Here: a bunch of hand-written notes, pressed between cardboard from a Persil laundry detergent box and held together with strings made of twisted paper scraps, the poor wartime materials. What texts may have been twisted into these strings? Jewish prayer books that had escaped the autodafé, but were a dangerous possession? Nazi newspapers like Der Stürmer? I’ll pick just one sentence at random. Here is one not too radiating with ink auras and comet tails; the letters are still contrasting with the paper. These lines of Gothic letters resemble the skyline of my hometown, all pointed gables piercing the sky. By just copying them while giving the roundness of Romanic arcs to the Gothic spears, I may be able to read them under the mix of sunlight and the amber glow of the lamp.

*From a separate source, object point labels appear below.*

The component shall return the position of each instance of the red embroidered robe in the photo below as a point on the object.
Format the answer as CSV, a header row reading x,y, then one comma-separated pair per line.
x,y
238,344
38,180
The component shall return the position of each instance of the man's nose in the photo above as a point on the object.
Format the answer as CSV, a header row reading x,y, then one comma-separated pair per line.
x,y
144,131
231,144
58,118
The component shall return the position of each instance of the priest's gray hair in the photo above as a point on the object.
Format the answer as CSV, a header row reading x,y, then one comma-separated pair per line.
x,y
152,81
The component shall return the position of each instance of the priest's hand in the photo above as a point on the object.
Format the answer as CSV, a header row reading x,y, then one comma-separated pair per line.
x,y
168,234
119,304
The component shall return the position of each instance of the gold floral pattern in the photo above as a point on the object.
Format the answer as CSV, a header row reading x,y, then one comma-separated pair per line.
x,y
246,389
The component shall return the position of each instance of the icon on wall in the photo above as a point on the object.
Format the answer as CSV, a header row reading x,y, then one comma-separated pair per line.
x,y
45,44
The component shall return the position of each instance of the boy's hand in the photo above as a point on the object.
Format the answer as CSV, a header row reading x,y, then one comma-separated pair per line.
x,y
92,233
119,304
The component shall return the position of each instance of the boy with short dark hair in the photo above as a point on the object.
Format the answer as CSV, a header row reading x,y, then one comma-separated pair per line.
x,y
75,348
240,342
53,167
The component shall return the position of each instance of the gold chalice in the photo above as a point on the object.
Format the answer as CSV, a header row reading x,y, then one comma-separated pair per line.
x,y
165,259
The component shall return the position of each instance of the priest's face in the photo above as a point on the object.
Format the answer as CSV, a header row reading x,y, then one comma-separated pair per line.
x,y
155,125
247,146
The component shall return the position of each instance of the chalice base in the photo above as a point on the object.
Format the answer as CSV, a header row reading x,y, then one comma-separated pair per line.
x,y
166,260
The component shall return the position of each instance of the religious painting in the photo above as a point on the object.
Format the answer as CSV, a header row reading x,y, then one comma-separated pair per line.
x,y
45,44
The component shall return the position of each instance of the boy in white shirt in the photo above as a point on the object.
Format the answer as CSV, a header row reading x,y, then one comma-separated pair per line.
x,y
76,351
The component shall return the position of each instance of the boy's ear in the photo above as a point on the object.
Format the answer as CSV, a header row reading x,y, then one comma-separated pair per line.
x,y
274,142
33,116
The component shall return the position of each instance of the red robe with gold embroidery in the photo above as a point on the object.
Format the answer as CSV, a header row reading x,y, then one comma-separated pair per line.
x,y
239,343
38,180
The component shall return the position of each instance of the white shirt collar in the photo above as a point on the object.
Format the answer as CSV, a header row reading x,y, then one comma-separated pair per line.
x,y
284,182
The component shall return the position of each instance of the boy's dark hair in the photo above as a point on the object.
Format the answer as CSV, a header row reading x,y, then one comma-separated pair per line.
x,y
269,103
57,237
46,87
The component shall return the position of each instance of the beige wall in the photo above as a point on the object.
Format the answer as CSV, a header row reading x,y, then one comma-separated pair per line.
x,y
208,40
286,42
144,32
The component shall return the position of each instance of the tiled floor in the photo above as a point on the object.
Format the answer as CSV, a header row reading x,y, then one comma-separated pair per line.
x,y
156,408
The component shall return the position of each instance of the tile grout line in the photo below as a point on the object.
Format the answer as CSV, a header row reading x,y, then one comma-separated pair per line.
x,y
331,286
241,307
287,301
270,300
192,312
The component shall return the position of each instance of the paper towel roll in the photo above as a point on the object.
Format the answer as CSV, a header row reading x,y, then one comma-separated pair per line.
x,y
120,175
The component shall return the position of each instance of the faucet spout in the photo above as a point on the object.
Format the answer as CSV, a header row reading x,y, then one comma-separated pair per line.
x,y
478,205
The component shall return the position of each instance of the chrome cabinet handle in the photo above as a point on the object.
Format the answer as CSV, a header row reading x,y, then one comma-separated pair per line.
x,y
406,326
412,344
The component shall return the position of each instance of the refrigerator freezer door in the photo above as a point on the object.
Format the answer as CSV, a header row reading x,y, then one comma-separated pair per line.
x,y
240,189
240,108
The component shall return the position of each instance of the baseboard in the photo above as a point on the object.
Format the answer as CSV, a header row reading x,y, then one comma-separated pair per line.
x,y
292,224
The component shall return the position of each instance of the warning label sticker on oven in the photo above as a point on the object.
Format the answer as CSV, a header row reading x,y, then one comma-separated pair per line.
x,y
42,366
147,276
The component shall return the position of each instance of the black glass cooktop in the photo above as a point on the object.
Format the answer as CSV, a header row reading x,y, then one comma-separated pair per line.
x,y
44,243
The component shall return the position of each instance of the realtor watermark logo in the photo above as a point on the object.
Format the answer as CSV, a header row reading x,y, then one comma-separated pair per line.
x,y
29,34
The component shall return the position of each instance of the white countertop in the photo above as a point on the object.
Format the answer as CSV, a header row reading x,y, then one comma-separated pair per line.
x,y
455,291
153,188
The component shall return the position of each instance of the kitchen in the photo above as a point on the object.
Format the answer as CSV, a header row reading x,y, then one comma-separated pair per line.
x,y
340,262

“Light…and sound…and even the name of God…are merely symbolic representations”…cannot read the next two words…”Reality unformed and amorphous…Commenta…Zohar…Splendor…Moses de Leon…underlined: Akiva.

From: Chapter 19: The Elegant Worm.
With Kafka, the magpie, raiding Henry’s computer

“Welcome!”
Adolf was touched by so much hospitality on the part of the world-wide web, that alien universe. Would Mars or Neptune receive him as warmly as that?
“Wálcam!” answered Kafka in Adolf’s stead. It would turn out that synthetic voices were the bird’s favorite models for phonetic mimicry.
As always, in order to concentrate, Adolf had to click out all the gaudy, jittery invitations “to have fun” through evasion travel, evasion entertainment, adult this, adult that”…
“Franz, is “having a good time” your idea of having a good time? They have to be “entertained” – in French they say ‘entretenue’ of a kept girl – so poor they are in inner resources, no backbone, just like finger puppets which collapse without a finger stuck in their…” Adolf hissed his rightful indignation for the bird’s acquiescence. “Would their lives be richer among the pagodas of Thailand, the surf of Hawaii, the coral reefs of the Caribbean, the mountains of Switzerland and Liechtenstein, the castles of Scotland, the geysers of Iceland, those frequently appearing temptations?”
“Wálcam!”said Kafka in the tone of “you got it.”
“What do you mean? Oh, wait a minute. Yes, maybe they would be richer., indeed. Isn’t Henry, who is anything but a beach boy, right now on Cayman Island in the company of this banker resembling a prehistoric marine monster? There must be a connection between these evasion “fun” places and the Genome Project: evasion, exactly, tax evasion. And also evasion from these legal restrictions at home that seem to be such an issue in the Manhattan Project of therapeutic and, above all, reproductive cloning. Oh, mercy on me, now I have to decode their coded decoding of the genome sequence!”